I respectfully disagree with the majority’s conclusion, formulated in Divisions 1 and 2, that the trial court was without power or authority to amend the pretrial order and was required to enter a judgment which conformed to the unmodified pretrial order.311 part company with the majority because I believe that the trial court had the authority to exercise its sound discretion and amend the pretrial order sua sponte or in response to a motion, and that this Court should be hesitant to interfere with the result of the trial court’s exercise of its discretion in that regard. Gilbert v. Meason, 145 Ga. App. 662 (1) (244 SE2d 601) (1978).32
Some additional facts, documented by the record and previously reported in the Court of Appeals’ certification of the case to this Court (223 Ga. App. 520 (478 SE2d 598) (1996)) are important to resolution of this issue. The jury returned its $3.5 million verdict in favor of Mrs. Phillips, was polled, and was excused. The attorney for DHR immediately stated his belief that the pretrial order required that the jury’s verdict be written down since it was in excess of $1 million, in response to which Mrs. Phillips’ counsel stated the possibility of attacking the constitutionality of the statute which would require such a diminution of the verdict.33 When the trial court mentioned that a motion to modify the pretrial order could be made “sometime during the trial,” counsel for Mrs. Phillips requested that the right to request modification be preserved, as they wished to check into the issue of attacking the constitutionality of the application to this case of the Tort Claims Act’s statutory cap on damages. The trial court suggested that Mrs. Phillips’ counsel look into modification of the pretrial order, and stated that the trial court “may modify it in . . . the interest of justice.” After receiving letter briefs on the *325issue and holding a telephonic conference with the attorneys, the trial court entered judgment for Mrs. Phillips in the amounts awarded by the jury. In so doing, the trial court implicitly modified the pretrial order to permit a constitutional attack upon the application of the statutory damages cap, and implicitly decided the constitutional issue in favor of Mrs. Phillips. The appellate record contains nothing from the trial court elucidating the rationale for the entry of judgment. However, in the brief filed by Mrs. Phillips in the trial court in support of her motion to supplement the record, as well as in the transcript of the hearing on the motion, Mrs. Phillips’ counsel stated that the trial court had telephonically ruled that “it was persuaded by [Mrs. Phillips’] arguments and that the full judgment would therefore be entered.” Neither DHR nor the trial court has even taken exception to either the oral or the written statement.
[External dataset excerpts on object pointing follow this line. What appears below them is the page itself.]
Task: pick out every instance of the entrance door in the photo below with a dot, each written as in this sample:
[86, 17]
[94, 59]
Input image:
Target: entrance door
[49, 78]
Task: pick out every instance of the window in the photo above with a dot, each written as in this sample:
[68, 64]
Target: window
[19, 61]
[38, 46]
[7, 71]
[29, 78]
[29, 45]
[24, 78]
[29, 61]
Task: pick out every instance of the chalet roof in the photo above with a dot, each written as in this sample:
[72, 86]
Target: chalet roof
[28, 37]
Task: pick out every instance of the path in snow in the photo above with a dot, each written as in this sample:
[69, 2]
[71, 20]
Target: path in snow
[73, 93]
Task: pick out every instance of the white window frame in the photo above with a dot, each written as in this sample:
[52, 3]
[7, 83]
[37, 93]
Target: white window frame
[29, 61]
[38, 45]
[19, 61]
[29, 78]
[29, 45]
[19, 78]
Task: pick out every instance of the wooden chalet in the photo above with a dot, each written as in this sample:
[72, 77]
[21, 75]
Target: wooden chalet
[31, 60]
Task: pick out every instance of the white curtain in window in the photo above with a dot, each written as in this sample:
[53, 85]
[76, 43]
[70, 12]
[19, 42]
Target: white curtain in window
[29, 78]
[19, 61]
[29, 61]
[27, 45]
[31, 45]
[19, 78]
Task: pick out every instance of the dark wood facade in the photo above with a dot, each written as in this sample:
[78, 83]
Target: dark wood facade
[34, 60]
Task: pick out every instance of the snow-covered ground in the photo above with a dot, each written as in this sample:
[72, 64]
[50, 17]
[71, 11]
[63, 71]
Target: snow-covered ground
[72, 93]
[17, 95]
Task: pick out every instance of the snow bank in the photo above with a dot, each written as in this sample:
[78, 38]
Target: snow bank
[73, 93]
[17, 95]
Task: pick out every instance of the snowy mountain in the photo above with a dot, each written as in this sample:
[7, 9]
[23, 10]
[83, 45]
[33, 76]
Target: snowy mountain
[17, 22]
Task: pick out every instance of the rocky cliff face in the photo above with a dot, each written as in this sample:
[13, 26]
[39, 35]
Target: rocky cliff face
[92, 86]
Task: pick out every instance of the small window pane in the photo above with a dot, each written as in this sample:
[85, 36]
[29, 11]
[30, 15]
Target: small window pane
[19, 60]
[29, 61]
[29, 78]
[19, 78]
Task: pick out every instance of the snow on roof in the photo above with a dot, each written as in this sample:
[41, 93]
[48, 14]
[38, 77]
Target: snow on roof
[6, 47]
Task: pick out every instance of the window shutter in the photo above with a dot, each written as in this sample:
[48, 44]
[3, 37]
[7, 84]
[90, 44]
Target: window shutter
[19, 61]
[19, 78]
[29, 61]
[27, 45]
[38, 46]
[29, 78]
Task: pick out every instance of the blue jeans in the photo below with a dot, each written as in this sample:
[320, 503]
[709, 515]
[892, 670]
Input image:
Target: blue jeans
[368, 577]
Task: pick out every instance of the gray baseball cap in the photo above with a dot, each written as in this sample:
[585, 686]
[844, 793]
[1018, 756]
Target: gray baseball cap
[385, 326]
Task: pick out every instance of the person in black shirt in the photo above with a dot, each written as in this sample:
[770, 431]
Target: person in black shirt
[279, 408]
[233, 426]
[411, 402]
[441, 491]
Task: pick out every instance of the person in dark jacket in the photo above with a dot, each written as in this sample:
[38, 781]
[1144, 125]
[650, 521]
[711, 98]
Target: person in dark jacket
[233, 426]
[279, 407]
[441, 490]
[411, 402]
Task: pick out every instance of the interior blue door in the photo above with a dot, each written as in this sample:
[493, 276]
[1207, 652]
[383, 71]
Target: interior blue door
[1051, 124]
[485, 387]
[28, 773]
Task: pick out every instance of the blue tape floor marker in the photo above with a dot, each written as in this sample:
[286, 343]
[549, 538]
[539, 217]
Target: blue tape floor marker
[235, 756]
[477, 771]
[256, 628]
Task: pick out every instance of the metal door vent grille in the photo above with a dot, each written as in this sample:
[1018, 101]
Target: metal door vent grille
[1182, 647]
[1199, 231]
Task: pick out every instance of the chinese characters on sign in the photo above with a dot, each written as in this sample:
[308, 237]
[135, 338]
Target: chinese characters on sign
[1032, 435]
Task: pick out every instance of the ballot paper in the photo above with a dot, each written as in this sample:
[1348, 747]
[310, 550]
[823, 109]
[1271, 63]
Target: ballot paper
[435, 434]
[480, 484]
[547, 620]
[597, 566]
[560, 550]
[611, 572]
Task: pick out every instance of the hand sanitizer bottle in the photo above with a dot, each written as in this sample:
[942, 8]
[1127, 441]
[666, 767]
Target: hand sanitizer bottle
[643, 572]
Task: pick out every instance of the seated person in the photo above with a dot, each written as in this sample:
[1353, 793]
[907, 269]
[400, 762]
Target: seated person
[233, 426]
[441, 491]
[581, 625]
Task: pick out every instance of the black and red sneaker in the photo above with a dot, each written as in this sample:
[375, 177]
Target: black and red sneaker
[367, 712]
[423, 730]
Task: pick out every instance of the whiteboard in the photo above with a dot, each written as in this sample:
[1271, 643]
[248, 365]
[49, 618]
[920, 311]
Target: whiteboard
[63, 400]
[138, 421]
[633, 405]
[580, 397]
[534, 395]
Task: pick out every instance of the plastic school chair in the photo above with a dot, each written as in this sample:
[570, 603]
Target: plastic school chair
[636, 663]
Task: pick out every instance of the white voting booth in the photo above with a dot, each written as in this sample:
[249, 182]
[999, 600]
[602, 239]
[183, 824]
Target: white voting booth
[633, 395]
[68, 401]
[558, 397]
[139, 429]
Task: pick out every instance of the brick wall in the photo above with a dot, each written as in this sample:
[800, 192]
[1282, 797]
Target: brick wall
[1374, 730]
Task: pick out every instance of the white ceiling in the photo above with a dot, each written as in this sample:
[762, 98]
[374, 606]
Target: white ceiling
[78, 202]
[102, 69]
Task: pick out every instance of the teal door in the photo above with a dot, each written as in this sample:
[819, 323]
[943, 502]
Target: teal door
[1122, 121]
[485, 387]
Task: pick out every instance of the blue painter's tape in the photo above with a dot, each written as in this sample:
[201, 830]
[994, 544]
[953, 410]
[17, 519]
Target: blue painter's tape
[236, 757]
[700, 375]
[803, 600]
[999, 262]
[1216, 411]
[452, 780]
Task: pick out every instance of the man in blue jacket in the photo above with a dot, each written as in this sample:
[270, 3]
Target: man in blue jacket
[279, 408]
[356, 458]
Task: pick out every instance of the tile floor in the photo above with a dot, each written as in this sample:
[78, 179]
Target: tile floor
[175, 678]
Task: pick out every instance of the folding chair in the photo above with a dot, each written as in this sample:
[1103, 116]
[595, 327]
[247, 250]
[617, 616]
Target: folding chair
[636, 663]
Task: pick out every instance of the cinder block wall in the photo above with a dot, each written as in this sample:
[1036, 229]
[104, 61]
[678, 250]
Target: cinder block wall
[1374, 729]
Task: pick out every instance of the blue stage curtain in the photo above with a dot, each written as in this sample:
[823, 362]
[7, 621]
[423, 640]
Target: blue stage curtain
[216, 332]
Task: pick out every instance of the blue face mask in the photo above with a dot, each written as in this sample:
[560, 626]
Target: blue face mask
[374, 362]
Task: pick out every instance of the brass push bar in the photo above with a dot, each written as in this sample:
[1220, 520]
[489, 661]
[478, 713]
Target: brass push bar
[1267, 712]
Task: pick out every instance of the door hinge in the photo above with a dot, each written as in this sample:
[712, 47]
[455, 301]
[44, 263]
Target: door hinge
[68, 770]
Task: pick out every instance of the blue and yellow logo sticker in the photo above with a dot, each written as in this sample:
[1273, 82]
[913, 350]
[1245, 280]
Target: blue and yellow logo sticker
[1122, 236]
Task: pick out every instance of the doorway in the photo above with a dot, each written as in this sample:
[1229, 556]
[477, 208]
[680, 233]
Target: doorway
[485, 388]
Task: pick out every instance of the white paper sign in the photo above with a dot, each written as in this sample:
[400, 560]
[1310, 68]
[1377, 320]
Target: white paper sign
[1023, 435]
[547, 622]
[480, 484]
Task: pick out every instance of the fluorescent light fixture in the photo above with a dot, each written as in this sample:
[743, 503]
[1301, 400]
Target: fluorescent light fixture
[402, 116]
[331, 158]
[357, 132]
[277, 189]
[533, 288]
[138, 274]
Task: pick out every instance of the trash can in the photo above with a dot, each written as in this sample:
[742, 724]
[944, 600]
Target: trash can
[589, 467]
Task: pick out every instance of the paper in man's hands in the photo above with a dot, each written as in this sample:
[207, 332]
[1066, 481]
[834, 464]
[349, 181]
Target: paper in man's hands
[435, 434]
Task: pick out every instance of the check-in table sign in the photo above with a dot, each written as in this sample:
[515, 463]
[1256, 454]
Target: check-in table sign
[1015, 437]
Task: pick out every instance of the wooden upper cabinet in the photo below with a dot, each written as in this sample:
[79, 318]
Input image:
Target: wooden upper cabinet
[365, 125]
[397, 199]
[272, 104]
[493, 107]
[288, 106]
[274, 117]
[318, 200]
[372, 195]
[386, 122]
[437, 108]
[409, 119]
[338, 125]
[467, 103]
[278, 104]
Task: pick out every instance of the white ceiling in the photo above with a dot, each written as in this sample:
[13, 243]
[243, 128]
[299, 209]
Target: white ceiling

A trial court has inherent power to sua sponte modify a pretrial order to prevent manifest injustice. Dumas v. Beasley, 218 Ga. 349, 352 (128 SE2d 59) (1962). It is unquestioned that a trial court also has statutory power to modify the pretrial order at trial to prevent manifest injustice. OCGA § 9-11-16 (b). Without saying so expressly, the majority has stripped the trial court of its inherent power and hobbled its statutory authority by implicitly holding, without explanation or definition, that the pretrial order cannot be modified after the verdict has been returned but before the entry of judgment.34 Where, as here, the issue of the constitutionality of a law arises as a result of the verdict returned by the factfinder and a party raises the constitutional issue at the earliest practicable moment,35 the trial court must have the discretion to modify the pretrial order to permit the argument and resolution of the issue of law pertaining to the entry of judgment. It is implicit from the entry of judgment that the trial court exercised its discretion to do just that. Contrary to the majority’s assertion, neither party’s ability to litigate the merits of the issue is unfairly compromised when the issue is one of law — *326DHR’s ability to argue the constitutionality of the statute was not unfairly impaired by permitting argument to be made. The only problem, as far as DHR is concerned, is that its arguments failed to persuade the trial court that the statute was constitutional.
I believe that the trial court did not abuse its discretion in determining that manifest injustice would result if the trial court failed to examine the constitutional issue before entering judgment. After all, the jury had concluded that DHR was responsible for Ms. Phillips’ death, and that Ms. Phillips’ estate and her mother had proven suffering and damage which justified compensation in the amount of $3.5 million. OCGA § 50-21-27 (a) barred entry of a judgment in the amount of the verdict, and it was the trial court’s duty, when a party questioned the constitutionality of that statute, to exercise its inherent authority to modify the pretrial order to prevent manifest injustice by permitting a legal discussion of the issue. DHR’s attorney cannot claim unfair surprise since he was aware from shortly after the return of the verdict that the statute’s constitutionality was in question and that the trial court saw modification of the pretrial order as the means for getting the issue before the court, and he wrote letter briefs and argued telephonically in support of the statute. See Echols v. Bridges, 239 Ga. 25, 27 (235 SE2d 535) (1977), where the court determined that the trial court did not abuse its discretion when “ ‘there can be no viable claim of surprise or unfairness in the court’s consideration of the issue involved in the ruling. . . .’ ” The result of the majority’s resolution of the case at bar is a classic example of manifest injustice: a possibly unconstitutional judgment is ordered entered by the appellate court on the ground that the trial court had no discretion to permit the parties to argue an issue of law which became pertinent when the jury returned its verdict. This is not a liberal construction of the pretrial order which permits “the consideration of all questions fairly within the ambit of the contested issues” (Echols v. Bridges, supra, 239 Ga. at 27), and it is contrary to the spirit of the Civil Practice Act that cases be decided on their merits, thereby avoiding decisions based on other considerations. Ambler v. Archer, 230 Ga. 281, 286 (196 SE2d 858) (1973).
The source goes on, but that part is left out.